Google’s CoCa: a new crash
The Contrastive Captioners model is the heiress of CLIP and SimVLM. It is able to work with both graphic and textual information, and solves a large set of tasks: from generating captions to images to answering questions about videos. A new approach to pre-trained multimodal models allowed Google developers to achieve 91% top-1 accuracy in the task of classifying images on the ImageNet dataset.
Michael’s comment
An elegant solution based on familiar approaches, combines two paradigms: contrastive learning and encoder-decoder approach. It seems that ImageNet will soon turn into a training dataset like MNIST, and you will need to look for something more serious.
Flying over the Flamingo Nest
www.deepmind.com/blog/tackling-multiple-tasks-with-a-single-visual-language-model
The new multimodal SotA model from DeepMind solves complex visual and textual problems with the help of a couple of specific examples. And without additional training.
In addition to traditional uses — such as classification — Flamingo can even support a small dialogue about the content of the image. And clarify your answers if you point out mistakes to her.
Michael’s comment
Models like Flamingo can bring quite practical benefits to society. Multimodal solutions are necessary for AI applications such as helping visually impaired people solve everyday problems or improving algorithms for searching for dangerous content on the Internet.
How to tame a transformer
github.com/google-research/big_vision
Google Research has opened access to its code base for training large-scale machine vision models on Cloud TPU virtual machines. Now interested users will be able to see the source code of ViT, LiT, MLP-Mixer and other large AI projects. This will allow you to conduct new research in the field of CV on a reliable foundation, launching training on almost any amount of equipment: from 1 GPU to 2048 TPU.
Michael’s comment
Important news about big models in open source. Thanks to Big Vision, the community has new opportunities to experiment and search for something fundamentally new by saving time on the preparation of the training pipeline.

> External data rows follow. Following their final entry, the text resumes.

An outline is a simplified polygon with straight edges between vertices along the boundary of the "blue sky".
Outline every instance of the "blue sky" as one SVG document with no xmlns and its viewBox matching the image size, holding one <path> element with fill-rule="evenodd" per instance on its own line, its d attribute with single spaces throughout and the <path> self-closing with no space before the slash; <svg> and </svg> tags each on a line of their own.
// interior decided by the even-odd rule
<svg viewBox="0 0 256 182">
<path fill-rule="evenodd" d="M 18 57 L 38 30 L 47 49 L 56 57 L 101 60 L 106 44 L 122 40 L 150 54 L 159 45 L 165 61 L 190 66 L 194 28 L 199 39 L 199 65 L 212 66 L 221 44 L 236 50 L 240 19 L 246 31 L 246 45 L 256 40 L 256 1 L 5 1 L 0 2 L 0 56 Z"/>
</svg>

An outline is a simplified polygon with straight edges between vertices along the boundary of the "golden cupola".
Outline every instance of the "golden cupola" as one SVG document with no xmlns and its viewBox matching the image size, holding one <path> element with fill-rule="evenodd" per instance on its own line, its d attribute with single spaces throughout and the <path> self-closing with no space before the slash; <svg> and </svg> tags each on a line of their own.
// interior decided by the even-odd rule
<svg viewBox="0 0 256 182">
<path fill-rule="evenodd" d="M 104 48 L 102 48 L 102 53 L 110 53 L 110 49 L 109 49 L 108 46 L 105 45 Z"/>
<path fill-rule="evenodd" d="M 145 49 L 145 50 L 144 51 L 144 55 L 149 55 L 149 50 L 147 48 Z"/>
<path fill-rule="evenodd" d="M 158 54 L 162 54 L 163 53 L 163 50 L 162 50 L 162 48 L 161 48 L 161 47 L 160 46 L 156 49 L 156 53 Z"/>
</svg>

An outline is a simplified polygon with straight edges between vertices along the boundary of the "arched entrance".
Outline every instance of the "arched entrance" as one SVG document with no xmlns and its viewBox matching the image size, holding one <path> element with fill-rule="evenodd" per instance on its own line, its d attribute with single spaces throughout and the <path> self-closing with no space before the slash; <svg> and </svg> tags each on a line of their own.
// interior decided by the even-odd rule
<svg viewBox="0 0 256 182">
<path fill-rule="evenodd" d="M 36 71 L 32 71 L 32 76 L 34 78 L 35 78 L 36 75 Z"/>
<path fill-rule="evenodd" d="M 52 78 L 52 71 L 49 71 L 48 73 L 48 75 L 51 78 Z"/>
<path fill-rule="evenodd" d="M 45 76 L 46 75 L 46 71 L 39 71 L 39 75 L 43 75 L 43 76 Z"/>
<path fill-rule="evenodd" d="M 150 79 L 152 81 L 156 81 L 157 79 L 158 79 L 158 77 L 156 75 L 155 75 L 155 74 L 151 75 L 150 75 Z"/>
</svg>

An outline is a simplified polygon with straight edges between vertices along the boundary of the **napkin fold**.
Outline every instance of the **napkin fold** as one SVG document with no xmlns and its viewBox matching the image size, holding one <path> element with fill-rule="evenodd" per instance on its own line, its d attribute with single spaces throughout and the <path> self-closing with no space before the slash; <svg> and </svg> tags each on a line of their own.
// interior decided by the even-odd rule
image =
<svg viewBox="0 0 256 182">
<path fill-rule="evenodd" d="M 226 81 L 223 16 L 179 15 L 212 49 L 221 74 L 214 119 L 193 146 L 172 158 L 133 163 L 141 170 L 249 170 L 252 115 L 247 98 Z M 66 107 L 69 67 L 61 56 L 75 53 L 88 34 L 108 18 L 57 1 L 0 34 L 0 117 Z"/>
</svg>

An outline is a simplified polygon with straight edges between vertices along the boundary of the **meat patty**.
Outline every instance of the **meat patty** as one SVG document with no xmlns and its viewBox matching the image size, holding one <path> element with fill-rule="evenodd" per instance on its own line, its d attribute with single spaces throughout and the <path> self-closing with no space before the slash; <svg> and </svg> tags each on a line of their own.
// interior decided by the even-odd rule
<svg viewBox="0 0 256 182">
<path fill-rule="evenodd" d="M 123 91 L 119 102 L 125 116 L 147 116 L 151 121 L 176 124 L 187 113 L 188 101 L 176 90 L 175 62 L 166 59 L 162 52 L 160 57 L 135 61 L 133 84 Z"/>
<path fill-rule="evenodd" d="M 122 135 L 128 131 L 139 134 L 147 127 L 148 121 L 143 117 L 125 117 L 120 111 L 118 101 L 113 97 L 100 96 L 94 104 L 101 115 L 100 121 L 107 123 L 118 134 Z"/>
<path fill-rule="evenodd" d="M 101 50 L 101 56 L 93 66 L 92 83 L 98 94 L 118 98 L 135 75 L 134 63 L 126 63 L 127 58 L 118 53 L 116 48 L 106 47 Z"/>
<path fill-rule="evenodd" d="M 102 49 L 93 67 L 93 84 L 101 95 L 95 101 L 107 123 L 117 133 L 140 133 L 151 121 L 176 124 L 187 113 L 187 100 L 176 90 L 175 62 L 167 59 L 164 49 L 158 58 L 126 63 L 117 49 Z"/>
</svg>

Can a robot write a symphony?
arxiv.org/pdf/2205.05448.pdf
Scientists from the AI Department of the Central Conservatory of China presented a SymphonyNet model designed to generate symphonic music. The approach is based on traditional text generation solutions adapted to the specifics of the task. In particular, the developers propose to use a linear transformer for processing ultra-long sequences and modified Byte Pair Encoding algorithm.
Michael’s comment
In addition to generating music, such models can be used in more mundane tasks. For example, for analyzing and predicting time series. In the end, why is the flow of indicators from hundreds of sensors not a symphony?